Limitations not Conspiracy

Don’t get me wrong, there are lots of texts that are calling for a reduced reliance on GDP growth, and I’ve tried reading some of them. What I typically find is that they are overly political and underwhelmingly economic. By that, I mean that the weakness I see in most of the “de-growth” books is that they set out to be emotionally opposed to GDP growth, and remain light on the economic understanding or research to back up the political debate.

This is where Doughnut economics is different. Rather than focusing on why economics is failing, or why capitalists are evil, Raworth looks back at economic history in a measured and balanced way, concluding that we have simply become too dependent on a small cohort of measured variables in the last 50-100 years.

The reasons we became dependent on these variables are logical: GDP was simply the easiest thing to measure back when economists started advising policymakers, and economists needed to start with simplified models to make the math work back when the math was done by hand.

Fundamentally, the revelatory element of Doughnut Economics is the voicing of a fear I’ve only ever been confident enough to whisper in economic circles: what makes us think there are “laws” of economics? I mean, I can drop an apple 1,000 times and be pretty confident it will fall all 1,000 times, personally testing Newton’s law of universal gravitation.

But I’ve never found an econometric model that lacks a residual (the difference between the predicted and the observed value). That would suggest that if there are ‘laws’ of economics – we don’t yet understand them very well. Our mathematical models cannot fully explain what happens in the economy.

Mathematical Modeling

My experience of data and economic models, both historic and predictive, is that the accuracy and the authenticity of the economic model reside primarily in the economist. There are amazing economists out there and unethical economists out there, so it is important to peer review economic output in the same way the scientific community peer reviews scientific experiments.

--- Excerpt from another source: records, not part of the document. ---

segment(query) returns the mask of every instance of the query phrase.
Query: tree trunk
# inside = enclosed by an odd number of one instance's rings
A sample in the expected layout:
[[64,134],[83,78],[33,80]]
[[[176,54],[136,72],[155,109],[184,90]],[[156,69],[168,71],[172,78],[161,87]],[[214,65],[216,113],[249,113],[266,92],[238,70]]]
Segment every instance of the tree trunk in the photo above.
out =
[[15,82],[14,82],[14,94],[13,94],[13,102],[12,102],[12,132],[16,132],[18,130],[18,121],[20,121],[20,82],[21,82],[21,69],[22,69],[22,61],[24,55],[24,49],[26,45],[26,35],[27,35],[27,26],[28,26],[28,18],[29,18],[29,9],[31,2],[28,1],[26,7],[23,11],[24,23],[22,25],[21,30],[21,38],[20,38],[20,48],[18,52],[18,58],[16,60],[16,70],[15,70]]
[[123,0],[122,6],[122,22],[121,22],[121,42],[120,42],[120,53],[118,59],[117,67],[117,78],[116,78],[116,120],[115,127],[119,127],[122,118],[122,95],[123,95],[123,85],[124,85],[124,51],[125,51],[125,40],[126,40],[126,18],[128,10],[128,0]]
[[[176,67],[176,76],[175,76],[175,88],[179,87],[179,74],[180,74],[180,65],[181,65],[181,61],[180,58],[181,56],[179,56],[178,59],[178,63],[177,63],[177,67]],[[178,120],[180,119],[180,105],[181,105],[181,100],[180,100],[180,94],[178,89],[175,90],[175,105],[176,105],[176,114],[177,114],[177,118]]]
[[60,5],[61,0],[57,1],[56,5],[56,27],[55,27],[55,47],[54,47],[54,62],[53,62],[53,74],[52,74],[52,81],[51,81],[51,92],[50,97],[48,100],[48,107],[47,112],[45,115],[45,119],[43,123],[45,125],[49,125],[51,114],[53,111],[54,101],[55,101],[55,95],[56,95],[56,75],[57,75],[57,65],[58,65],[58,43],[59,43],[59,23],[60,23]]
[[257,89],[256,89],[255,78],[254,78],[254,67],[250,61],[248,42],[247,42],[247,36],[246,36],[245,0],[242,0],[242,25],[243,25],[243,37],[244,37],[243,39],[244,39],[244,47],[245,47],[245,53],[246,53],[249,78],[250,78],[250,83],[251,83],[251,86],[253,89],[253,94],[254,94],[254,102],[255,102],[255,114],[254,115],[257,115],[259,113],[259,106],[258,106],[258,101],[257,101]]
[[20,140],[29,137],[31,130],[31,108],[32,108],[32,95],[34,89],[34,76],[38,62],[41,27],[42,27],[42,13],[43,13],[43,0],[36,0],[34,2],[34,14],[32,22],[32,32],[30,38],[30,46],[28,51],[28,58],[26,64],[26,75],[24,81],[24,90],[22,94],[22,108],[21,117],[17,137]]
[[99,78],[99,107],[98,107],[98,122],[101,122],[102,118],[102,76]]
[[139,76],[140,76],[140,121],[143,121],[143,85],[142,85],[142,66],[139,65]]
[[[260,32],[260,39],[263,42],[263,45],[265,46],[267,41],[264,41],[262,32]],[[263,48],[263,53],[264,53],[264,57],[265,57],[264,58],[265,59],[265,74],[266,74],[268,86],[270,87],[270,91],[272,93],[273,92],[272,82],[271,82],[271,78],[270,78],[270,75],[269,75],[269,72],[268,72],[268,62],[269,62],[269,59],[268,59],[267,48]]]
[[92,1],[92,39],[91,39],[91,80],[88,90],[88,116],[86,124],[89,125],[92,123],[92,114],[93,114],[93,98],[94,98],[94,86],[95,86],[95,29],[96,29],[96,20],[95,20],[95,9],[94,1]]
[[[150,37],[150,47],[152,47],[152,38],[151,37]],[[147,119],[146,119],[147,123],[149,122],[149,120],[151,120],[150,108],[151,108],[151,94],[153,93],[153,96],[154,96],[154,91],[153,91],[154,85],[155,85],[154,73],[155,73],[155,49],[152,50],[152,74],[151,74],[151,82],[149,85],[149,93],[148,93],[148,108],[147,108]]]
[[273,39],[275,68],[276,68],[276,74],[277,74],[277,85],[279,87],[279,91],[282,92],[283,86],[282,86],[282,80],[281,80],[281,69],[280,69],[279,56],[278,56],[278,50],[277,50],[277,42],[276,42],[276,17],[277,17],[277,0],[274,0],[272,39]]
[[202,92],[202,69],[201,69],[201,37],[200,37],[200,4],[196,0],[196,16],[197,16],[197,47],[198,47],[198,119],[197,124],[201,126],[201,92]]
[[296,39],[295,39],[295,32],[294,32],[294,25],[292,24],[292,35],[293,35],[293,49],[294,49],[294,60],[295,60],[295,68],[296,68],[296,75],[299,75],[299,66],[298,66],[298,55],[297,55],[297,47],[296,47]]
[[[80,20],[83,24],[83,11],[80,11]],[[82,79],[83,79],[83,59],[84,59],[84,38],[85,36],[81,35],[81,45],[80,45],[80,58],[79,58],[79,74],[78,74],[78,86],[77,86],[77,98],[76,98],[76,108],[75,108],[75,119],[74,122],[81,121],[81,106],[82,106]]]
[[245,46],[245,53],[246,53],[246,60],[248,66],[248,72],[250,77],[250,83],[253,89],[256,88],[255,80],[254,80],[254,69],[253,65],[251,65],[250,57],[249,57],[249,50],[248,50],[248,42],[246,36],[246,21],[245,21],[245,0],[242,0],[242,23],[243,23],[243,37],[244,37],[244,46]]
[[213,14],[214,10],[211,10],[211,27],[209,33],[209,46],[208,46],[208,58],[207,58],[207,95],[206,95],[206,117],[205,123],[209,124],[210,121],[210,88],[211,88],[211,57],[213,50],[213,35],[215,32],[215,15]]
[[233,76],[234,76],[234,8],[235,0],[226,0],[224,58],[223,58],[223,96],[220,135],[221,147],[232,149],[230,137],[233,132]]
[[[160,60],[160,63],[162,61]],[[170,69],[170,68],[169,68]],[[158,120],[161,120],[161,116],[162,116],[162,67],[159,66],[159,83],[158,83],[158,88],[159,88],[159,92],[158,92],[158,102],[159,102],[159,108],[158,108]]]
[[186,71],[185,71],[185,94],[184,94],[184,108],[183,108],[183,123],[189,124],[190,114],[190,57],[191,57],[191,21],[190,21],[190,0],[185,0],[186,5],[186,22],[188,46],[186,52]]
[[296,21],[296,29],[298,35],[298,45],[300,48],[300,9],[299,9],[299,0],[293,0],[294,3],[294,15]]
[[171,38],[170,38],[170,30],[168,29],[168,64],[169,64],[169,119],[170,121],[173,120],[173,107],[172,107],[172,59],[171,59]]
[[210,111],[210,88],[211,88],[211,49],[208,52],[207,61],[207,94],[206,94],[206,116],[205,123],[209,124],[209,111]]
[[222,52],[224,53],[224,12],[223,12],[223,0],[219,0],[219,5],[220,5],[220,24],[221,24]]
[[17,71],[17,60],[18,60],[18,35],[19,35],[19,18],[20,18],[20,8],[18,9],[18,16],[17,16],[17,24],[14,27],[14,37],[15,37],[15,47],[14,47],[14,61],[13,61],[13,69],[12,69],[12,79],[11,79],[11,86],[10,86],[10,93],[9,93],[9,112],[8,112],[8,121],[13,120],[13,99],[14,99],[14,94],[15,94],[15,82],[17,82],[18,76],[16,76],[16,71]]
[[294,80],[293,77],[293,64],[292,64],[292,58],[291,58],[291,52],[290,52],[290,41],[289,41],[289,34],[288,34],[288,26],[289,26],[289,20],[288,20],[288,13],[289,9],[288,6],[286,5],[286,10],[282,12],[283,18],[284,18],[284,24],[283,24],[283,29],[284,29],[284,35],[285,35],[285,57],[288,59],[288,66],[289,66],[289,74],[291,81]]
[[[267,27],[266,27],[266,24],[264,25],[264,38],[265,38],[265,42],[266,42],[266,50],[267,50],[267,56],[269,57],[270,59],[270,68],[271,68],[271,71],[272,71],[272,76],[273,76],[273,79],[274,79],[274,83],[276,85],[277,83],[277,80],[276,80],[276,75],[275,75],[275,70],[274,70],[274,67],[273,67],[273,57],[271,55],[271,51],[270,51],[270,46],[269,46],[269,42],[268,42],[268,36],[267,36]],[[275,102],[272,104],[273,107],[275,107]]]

When several economic studies report similar findings based on historic data, we can feel more confident in the historic measurement of correlations between variables. However, I remain healthily skeptical when economists confidently claim causation between variables, and I remain even more skeptical when economists confidently predict the future. I should know; I worked in economic forecasting for over a decade.

I was never the smartest economist in the room by any stretch. I worked with incredibly talented, smart people who understood the economy far better than I. And, amongst that crowd, there was a common joke in forecasting: we were “always wrong, but never in doubt”.

The best economists I’ve worked with almost always manually adjust the output of their predictive models. Logically, this means that the best economists accept that current mathematical models are simply not able to capture all of the sophisticated relationships impacting the economy.

And this is Raworth’s fundamental point: economic models were simplified in order to quantify the economy given the tools, goals, and methods of the time. However, we now have better data, better technology and different goals. Isn’t it time we update the underlying models? Shouldn’t we start to quantify some of the non-monetary inputs that logic tells us impact our economy (like household work)?

Failing to take into account inputs and outputs that are not effectively monetized, like costs and benefits that come from the home rather than are traded in an open market, or people making socially responsible decisions, even when they cost more, means that our previous economic models are outdated. Raworth proposes some very interesting ideas for how to update them.

Her arguments throughout the book are sound, and they address some tough questions that most pragmatic and academic economists have shied away from for too long: primarily that previous economic models were built on oversimplified assumptions in order to facilitate the application of mathematical equations.

But those equations have failed dismally at predictive accuracy because economic systems are not closed monetary loops and people do not act in the way rational man theory suggests they will. Put simply, economic models need to become more complex in order to truly reflect the complexity of our economies.